Guiri, ce dit de celle qui vient d'ailleurs

Être guiri : le lot de celle qui vient d’ailleurs

Karine a longtemps été fière de se dire « guiri ». Fière à le crier à la volée. Ce mot, elle le tient de la bouche d’un gaditane de Puerta de Tierra, la ville nouvelle. Et si Karine a d’abord été fière, c’est qu’elle a entendu le mot comme elle voulait qu’on la voie :  comme une étrangère installée à Cadix, une expat’. Mieux : comme une fille que Cadix aurait adoptée.

En réalité, le mot de « guiri », utilisé dans toute l’Espagne, désigne le touriste, celui qui fait un tour de la ville et qui en sort… pour ne jamais revenir.

Une histoire de famille

Le mot de « guiri » est apparu au XIXe siècle, lors des guerres civiles opposant les Carlistes – les partisans de Don Carlos – à ceux de la reine Marie-Christine de Bourbon, appelés les « Cristinos ».

Une histoire de famille, soldée par la défaite des Carlistes, et dont la langue porte les traces :

  • Le mot « cristinos », prononcé à la basque par les forces carlistes du nord, est d’abord devenu « guiristinos ».
  • Amputé ensuite de ses deux dernières syllabes, « guiristinos » a fini en « guiri ».

Pendant un temps, le mot abrégé a collé à la peau des partis d’opposition et désigné aussi la police à la botte du dictateur Franco.

Un mot familier

Le mot, entré dans le dictionnaire, est signalé comme « familier », cette langue parlée entre membres d’une même tribu.

Un mot intraduisible, à l’image de beaucoup de mots façonnés par l’âme d’un pays, repris tel quel comme le sont les mots de « duende » – l’esprit du flamenco – ou celui de « fiesta » – cette fête qui se passe d’occasion calendaire pour être.

Dans la langue de Cadix, être un « guiri », c’est venir d’ailleurs. Quel que soit le temps où l’on demeure dans la ville. Un peu comme les « othneioi » grecs – les étrangers – par opposition aux « oikeioi », les membres d’une même maison.

Le Wikipedia anglais juge le mot péjoratif. Disons qu’on l’entendra selon l’envie que l’on a d´être accueilli, assimilé, selon le regard, la gestuelle, l’intonation, la gestuelle de son diseur.

Guiritana

À Cadix, on peut venir de San Fernando, la première ville à la sortie de la plage de la Cortadura, et être traité de « guiri ». Parce qu’à Cadix, on est en deux pas d’ailleurs : c’est que, dans la langue gaditane, Cadiz – à prononcer /Ka’ï/ – désigne d’abord la ville ancienne, le Cadiz norte, le « casco antiguo ». Dit à la parisienne, le Cadix intramuros.
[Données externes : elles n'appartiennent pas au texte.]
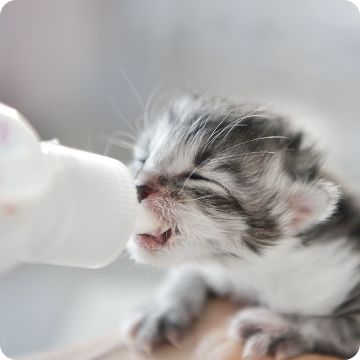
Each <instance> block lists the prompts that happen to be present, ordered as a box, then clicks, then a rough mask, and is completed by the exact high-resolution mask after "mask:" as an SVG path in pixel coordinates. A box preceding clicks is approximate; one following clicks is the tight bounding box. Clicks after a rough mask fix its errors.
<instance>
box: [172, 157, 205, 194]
mask: <svg viewBox="0 0 360 360" xmlns="http://www.w3.org/2000/svg"><path fill="white" fill-rule="evenodd" d="M200 166H201V164H200V165H199V166H196V167H195V169H194V170H193V171H191V173H190V174H189V175H188V177H187V178H186V179H185V181H184V183H183V186H182V187H181V189H180V191H179V193H178V196H177V198H176V200H178V199H179V197H180V195H181V194H182V192H183V191H184V188H185V185H186V183H187V182H188V181H189V179H190V177H191V175H193V174H194V173H195V172H196V171H197V170H198V169H199V167H200Z"/></svg>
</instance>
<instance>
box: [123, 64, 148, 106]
mask: <svg viewBox="0 0 360 360" xmlns="http://www.w3.org/2000/svg"><path fill="white" fill-rule="evenodd" d="M120 74H121V75H122V77H123V78H124V79H125V81H126V83H127V84H128V86H129V88H130V90H131V92H132V93H133V95H134V96H135V98H136V100H137V102H138V103H139V105H140V108H141V110H142V111H144V110H145V104H144V102H143V100H142V98H141V96H140V94H139V92H138V91H137V90H136V88H135V86H134V84H133V82H132V81H131V80H130V79H129V77H128V76H127V75H126V73H125V72H124V71H123V70H120Z"/></svg>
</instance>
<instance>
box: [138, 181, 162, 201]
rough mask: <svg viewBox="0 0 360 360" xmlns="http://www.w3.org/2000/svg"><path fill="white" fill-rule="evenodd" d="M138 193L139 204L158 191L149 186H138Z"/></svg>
mask: <svg viewBox="0 0 360 360" xmlns="http://www.w3.org/2000/svg"><path fill="white" fill-rule="evenodd" d="M136 191H137V195H138V201H139V202H141V201H142V200H144V199H146V198H147V197H148V196H150V195H151V194H155V193H156V192H157V190H156V189H154V188H152V187H150V186H148V185H138V186H136Z"/></svg>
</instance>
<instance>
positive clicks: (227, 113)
mask: <svg viewBox="0 0 360 360" xmlns="http://www.w3.org/2000/svg"><path fill="white" fill-rule="evenodd" d="M233 111H235V109H231V110H230V111H229V112H228V113H227V114H226V115H225V116H224V118H223V119H222V120H221V121H220V122H219V124H218V125H217V126H216V128H215V129H214V130H213V131H212V133H211V134H210V136H209V140H208V142H207V143H206V144H205V147H204V148H203V150H202V152H201V154H203V153H204V152H205V150H206V149H207V147H208V146H209V145H210V143H211V140H212V137H213V136H214V135H215V134H216V131H217V129H218V128H219V127H220V126H221V125H222V124H223V123H224V121H225V120H226V119H227V118H228V116H229V115H230V114H231V113H232V112H233Z"/></svg>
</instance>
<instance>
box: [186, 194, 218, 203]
mask: <svg viewBox="0 0 360 360" xmlns="http://www.w3.org/2000/svg"><path fill="white" fill-rule="evenodd" d="M214 196H216V195H215V194H212V195H205V196H200V197H198V198H195V199H189V200H184V201H180V203H181V204H183V203H188V202H194V201H198V200H201V199H207V198H210V197H214Z"/></svg>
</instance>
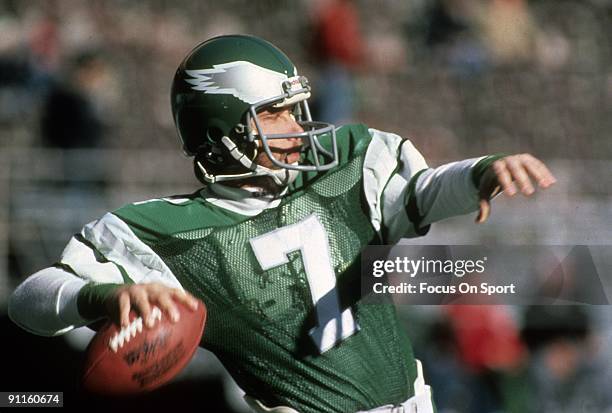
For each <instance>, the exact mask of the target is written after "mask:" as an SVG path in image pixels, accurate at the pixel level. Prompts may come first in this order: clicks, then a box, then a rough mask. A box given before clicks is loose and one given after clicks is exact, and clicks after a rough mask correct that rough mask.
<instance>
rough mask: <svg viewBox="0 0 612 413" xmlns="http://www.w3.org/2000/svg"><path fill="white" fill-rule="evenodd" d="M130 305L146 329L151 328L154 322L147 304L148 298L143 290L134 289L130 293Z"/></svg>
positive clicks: (150, 312)
mask: <svg viewBox="0 0 612 413" xmlns="http://www.w3.org/2000/svg"><path fill="white" fill-rule="evenodd" d="M131 296H132V303H133V304H134V307H136V310H137V311H138V313H140V316H141V317H142V319H143V320H144V322H145V324H146V326H147V327H153V325H154V324H155V320H154V318H153V317H152V314H151V304H150V303H149V296H148V294H147V291H146V289H145V288H134V289H133V290H132V293H131Z"/></svg>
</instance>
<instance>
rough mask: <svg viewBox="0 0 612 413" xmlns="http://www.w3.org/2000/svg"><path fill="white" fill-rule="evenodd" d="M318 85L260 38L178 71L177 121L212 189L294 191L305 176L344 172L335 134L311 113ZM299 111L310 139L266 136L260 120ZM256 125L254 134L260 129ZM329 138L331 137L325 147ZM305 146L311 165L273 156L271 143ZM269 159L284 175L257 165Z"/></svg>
mask: <svg viewBox="0 0 612 413" xmlns="http://www.w3.org/2000/svg"><path fill="white" fill-rule="evenodd" d="M309 97H310V85H309V83H308V80H307V79H306V78H305V77H304V76H299V75H298V74H297V70H296V68H295V66H294V65H293V63H292V62H291V61H290V60H289V58H288V57H287V56H286V55H285V54H284V53H283V52H282V51H280V50H279V49H278V48H277V47H275V46H274V45H272V44H271V43H269V42H267V41H265V40H262V39H259V38H257V37H254V36H246V35H230V36H219V37H215V38H212V39H209V40H207V41H205V42H203V43H201V44H199V45H198V46H196V47H195V48H194V49H193V50H192V51H191V52H190V53H189V54H188V55H187V57H186V58H185V59H184V60H183V62H182V63H181V64H180V66H179V67H178V69H177V71H176V74H175V76H174V82H173V84H172V95H171V99H172V114H173V117H174V122H175V124H176V128H177V131H178V136H179V139H180V141H181V143H182V146H183V150H184V151H185V153H186V154H187V155H189V156H194V167H195V170H196V175H197V176H198V178H199V179H200V180H202V181H203V182H205V183H214V182H221V181H228V180H235V179H244V178H249V177H254V176H270V177H271V178H272V179H273V180H274V181H275V182H276V184H278V185H286V184H288V183H289V181H290V180H291V179H293V178H294V177H295V175H296V174H297V173H298V172H300V171H325V170H328V169H331V168H333V167H334V166H336V165H337V164H338V149H337V144H336V135H335V127H334V125H332V124H329V123H324V122H314V121H313V120H312V118H311V116H310V110H309V108H308V102H307V100H308V98H309ZM282 107H291V108H292V109H293V114H294V116H295V117H296V121H297V122H298V123H299V124H300V126H301V127H302V128H303V130H304V131H303V132H299V133H287V134H266V133H264V131H263V130H262V129H261V127H260V124H259V121H258V119H257V113H258V112H259V111H262V110H264V109H266V108H282ZM252 125H254V127H252ZM323 135H327V136H328V137H331V140H330V142H331V145H327V147H324V146H323V145H322V143H321V141H320V138H321V137H322V136H323ZM287 138H300V139H301V140H302V150H303V153H304V154H306V151H310V154H308V155H309V156H302V157H301V159H306V158H308V159H309V162H308V163H306V162H305V161H300V162H297V163H293V164H288V163H285V162H281V161H279V160H277V159H276V158H274V156H272V151H271V149H270V146H269V145H268V142H269V141H270V140H271V139H287ZM261 151H265V153H266V154H267V155H268V157H269V158H270V160H271V161H272V163H273V164H274V165H275V166H276V167H277V168H278V169H272V168H266V167H263V166H261V165H258V164H257V163H256V162H255V159H256V158H257V156H258V154H259V153H260V152H261Z"/></svg>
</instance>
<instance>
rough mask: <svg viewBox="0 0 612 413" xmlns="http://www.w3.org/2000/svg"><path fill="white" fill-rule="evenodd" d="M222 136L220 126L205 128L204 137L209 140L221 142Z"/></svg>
mask: <svg viewBox="0 0 612 413" xmlns="http://www.w3.org/2000/svg"><path fill="white" fill-rule="evenodd" d="M222 137H223V131H222V130H221V128H218V127H216V126H211V127H209V128H208V129H207V130H206V138H207V139H208V141H209V142H215V143H216V142H221V138H222Z"/></svg>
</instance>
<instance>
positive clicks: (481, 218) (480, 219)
mask: <svg viewBox="0 0 612 413" xmlns="http://www.w3.org/2000/svg"><path fill="white" fill-rule="evenodd" d="M490 214H491V203H490V202H489V200H488V199H481V200H480V203H479V211H478V216H477V217H476V223H477V224H482V223H483V222H485V221H486V220H487V219H488V218H489V215H490Z"/></svg>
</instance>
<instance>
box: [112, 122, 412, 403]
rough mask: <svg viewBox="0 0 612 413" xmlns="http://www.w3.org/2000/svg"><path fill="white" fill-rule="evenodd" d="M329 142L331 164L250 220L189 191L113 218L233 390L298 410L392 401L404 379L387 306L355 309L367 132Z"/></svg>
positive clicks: (401, 349)
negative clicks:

Du temps où le casco était prospère, ses habitants étaient appelés « las tirillas », par opposition à « los beduinos », les guiris de Cadiz Sur, de Puerta de Tierra, le Cadix extramuros.

A une époque pas si lointaine, qu’une fille de Puerta de Tierra épouse un gars du casco, c’était un peu comme si une Capulet épousait un Montaigu.

Depuis, Karine, la « guiri » de Paris, a rendu au mot ses deux syllabes tronquées pour devenir une « guiritana », un mixe de « guiri » et de « gaditana », la gaditane. Afin de dire au plus près ce qu’elle se sent à Cadix : d’ailleurs mais aussi d’ci.